The demand for entrepreneurship education is rapidly growing at universities with almost 90% of students now believing that entrepreneurial skills are “vitally important given the new economy”. [1] With the rise of campus incubators (like those at Duke, UCLA, and Syracuse) and private incubators (like Y Combinator and Techstars), the opportunities for students to pursue ventures while still in college are dramatically increasing.

There are a number of avenues to accelerate your entrepreneurial journey – classes, incubators, etc. There is a strong case to be made for short format entrepreneurship programs as the most effective choice for that journey. After running over 100 3DS programs on 5 continents, our experience shows that entrepreneurial learning happens best in 3 days versus 3 months for college students.

Here’s why.

Time constraints create focus.

Parkinson’s law states that “work expands so as to fill the time available for its completion.” For example, think about the last time you procrastinated a school assignment and maniacally cranked it out the night before. Fighting against the clock (aka clutch time) leads to a state of intense focus and efficiency.

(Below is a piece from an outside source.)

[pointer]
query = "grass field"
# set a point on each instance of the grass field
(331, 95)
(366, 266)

The idea of time-capping projects is not new. Productivity hacks like the Pomodoro Technique advocate for 25 minutes of intense work output interspersed with break intervals. Goal-setting theories like the SMART criteria – making goals Specific, Measurable, Assignable, Realistic, and Time-related – also preach creating time-bound goals.

The email-marketing powerhouse, Mailchimp, is a great example of a company that manipulates time for productive sprinting. Ben Chestnut, CEO of Mailchimp, encourages his team to consistently crank out new products by having them work in cyclical 1-week stretches of intense focus. The success of Mailchimp stems from the company’s ability to harness one of the most effective creative forces out there: time.

In terms of building a company over the span of a weekend, knowing that your team only has 72 hours intensifies the process of ideation, marketing validation, prototyping, and so on. Not only does this intensity increase focused productivity, it also leads to a heightened level of execution in a simulated high-pressure startup environment.

Short form immersions empower students to move fast and break things…without fear of failure.

Let’s first talk about the importance of failure. Failing is a stigma that’s deeply ingrained in our cultural consciousness. Failure is seen as the polar opposite of success. Success and failure, however, are not dichotomous opposites but rather necessary complements. Failure is embedded in the process of creating something great since, at its core, failure is simply “trial-and-error learning.”

The key to successful failures is to fail quickly and with a purpose. First, failing early (and cheaply) allows teams to avoid the pitfall of escalating commitment – a tendency to keep throwing energy and time behind a failing course of action. Scrapping a bad product you built in two days is cognitively and emotionally easier than scrapping a bad product you’ve been working on for the past two months. Secondly, successful failures have end goals in mind. They disprove or validate assumptions in order to reiterate a product or plan of action.

For short burst formats like 3 Day Startup, students are given permission to fail. Since the level of expectations is different for a 3-day event versus a 3-month program, students can view the exercise as a safe space for entrepreneurial experimentation. The 3DS “laboratory” gives students permission to fail and fail quickly.

Students can commit for 3 days.

Lastly, university students are generally resource-crunched individuals when it comes to time and money. While entrepreneurs obviously have to make professional and personal sacrifices, it’s impractical to ask students to make a long-term commitment to a startup idea without some level of validation. It’s like getting married without a few first dates.

A three day immersion is a manageable short-term commitment that’s less intrusive on the life of a university student. Once startup ideas are validated and show promise, students should take it to the next level and apply for that incubator or accelerator program.